Gregory Trubetskoy
grisha@apache.org

Jan 2003


                Introduction To Mod_Python



Note: In this paper "Apache" refers to the "Apache HTTP Server", as opposed to
the Apache Software Foundation, which is not a piece of software, but the
non-profit corporation that owns, produces and maintains a multitude of open
source software.

1. Introduction

What is mod_python? It is difficult to describe it in a single phrase, so here
is a list of things that mod_python can be described as:

   1. A Python interpreter embedded within an Apache loadable module.

   2. A handler of Apache request phases, providing the ability to implement
   phase processing in Python.

   3. An interface to a subset of the Apache API.

   4. A complete (and evolving) framework for developing web applications.

What is now known as mod_python actually originated as a plug-in for the
Netscape web server called NSAPY. The idea and original code was taken from the
Internet Programming With Python book. In 1998 the code was ported to Apache and
the name was changed to HTTPDAPY (by replacing NS in NSAPY with HTTPD). In 2000,
after significant code and interface changes, a first version of mod_python was
released. In September of 2002, after a long thread of discussions on the
mod_python list regarding pupolarity of Python as a web development language,
mod_python was donated to the Apache Software Foundation (ASF). The ASF donation
has been a success, the project is well known within the ASF community and many
ASF contributors make regular contributions to the project, while the user base
continues to grow slowly but steadily.

2. Status

The latest version of mod_python is 3.1. The 3.x versions require Apache 2.0 and
will not work with Apache 1.3. Mod_python 3.1 also requires Python 2.3. For
Apache 1.3 there is still available for download version 2.7 of mod_python, but
it has not had any new features added to it for at least two years now and
probably never will.

3. Getting and Installing

Mod_python is available from www.apache.org or www.modpython.org. Installing it
is very simple and amounts to the usual "./configure; make; make install" dance
on UNIX, while for Windows there exists a binary installer.

4. Request Phases

At the core of mod_python is the ability to write Apache request phase handling
in Python. When idle, Apache waits for incoming requests. An in-coming request
starts a request phase cycle where Apache steps through each phase calling
functions registered to process it. The modular design of Apache allows for any
Apache module to register a function to process any phase, exclusively, or in
conjunction with other modules.

There are approximately a dozen request phases ("approximately" because Apache
is flexible enough to allow modules to introduce additional phases, though this
feature is not supported by mod_python). The request cycle begins with the
PostReadRequest phase which provides an opportunity to do something immediately
after a request has been read and ends with the Log phase which provides the
opportunity to log the request.

In general using mod_python to write request phases is very powerful, but
because it approaches everything from the standpoint of request processing is
isnŐt well suited towards application development. Thankfully, mod_python
includes the necessary layer of abstraction to provide a higher-level framework
geared for web based applications. This presentation which will focus on the web
application development with mod_python rather than request phase
implementation.
 
To start writing web applications, it is best to use phase handlers that are
included with the mod_python distribution: Publisher and PSP.
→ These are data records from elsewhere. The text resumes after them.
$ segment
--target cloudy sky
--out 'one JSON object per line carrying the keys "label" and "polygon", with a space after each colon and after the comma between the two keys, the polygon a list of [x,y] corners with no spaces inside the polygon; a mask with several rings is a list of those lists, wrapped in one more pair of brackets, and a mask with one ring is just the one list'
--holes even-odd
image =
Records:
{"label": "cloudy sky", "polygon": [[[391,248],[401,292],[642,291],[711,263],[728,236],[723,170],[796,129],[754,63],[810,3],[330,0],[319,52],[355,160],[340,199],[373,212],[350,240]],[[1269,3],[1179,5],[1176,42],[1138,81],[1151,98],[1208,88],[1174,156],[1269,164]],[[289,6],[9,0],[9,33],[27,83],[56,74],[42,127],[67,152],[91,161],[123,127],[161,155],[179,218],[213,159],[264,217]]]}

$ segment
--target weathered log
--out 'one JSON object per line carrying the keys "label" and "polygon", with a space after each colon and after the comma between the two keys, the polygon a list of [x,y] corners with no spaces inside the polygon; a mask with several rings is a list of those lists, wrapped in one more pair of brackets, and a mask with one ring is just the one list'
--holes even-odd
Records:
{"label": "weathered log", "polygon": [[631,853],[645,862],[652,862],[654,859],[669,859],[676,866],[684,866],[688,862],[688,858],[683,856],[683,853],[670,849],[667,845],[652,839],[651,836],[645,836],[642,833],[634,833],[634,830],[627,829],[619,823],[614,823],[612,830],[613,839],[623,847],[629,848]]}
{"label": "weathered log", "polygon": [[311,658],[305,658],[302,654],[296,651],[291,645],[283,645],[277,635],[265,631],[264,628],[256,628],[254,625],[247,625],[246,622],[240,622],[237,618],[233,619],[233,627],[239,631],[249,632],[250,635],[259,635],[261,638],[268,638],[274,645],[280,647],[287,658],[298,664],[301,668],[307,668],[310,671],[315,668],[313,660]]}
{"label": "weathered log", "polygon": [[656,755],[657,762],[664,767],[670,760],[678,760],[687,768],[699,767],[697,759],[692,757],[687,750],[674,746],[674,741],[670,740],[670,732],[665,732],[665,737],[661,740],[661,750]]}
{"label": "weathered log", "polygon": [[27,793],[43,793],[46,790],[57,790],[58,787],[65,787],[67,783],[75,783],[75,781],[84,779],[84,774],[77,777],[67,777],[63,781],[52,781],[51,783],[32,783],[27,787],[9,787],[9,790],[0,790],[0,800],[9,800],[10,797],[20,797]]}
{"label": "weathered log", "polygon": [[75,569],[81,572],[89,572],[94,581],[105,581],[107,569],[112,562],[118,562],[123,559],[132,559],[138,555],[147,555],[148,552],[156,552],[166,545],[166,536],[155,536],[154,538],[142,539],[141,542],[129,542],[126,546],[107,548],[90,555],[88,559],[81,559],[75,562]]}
5. "Hello world" with Publisher

Let's look at a simple "Hello World" application using the Publisher
handler. Following is the necessary Apache configuration snippet:

  LoadModule python_module modules/mod_python.so

  <Directory /www/htdocs/mp>
	AddHandler mod_python .py
	PythonHandler mod_python.publisher
	PythonDebug On
  </Directory>

The LoadModule directive instructs Apache to load the mod_python module on
startup. The examples here assume that the document root is /www/htdocs, and the
example scripts will be located in /www/htdocs/mp. The AddHandler directive
instructs Apache to delegate processing of all requests for files ending in .py
to mod_python. The next directive, PythonHandler, tells mod_python that the
generic (content-producing) phase of the requests should be processed by the
mod_python.publisher module, which is a mod_python handler included with
mod_python. The PythonDebug directive instructs mod_python to display tracebacks
from Python errors in the browser, as well as the server log; without it, errors
generate tracebacks in the logs only, while the browser gets the "Internal
Server Error" message generated by Apache.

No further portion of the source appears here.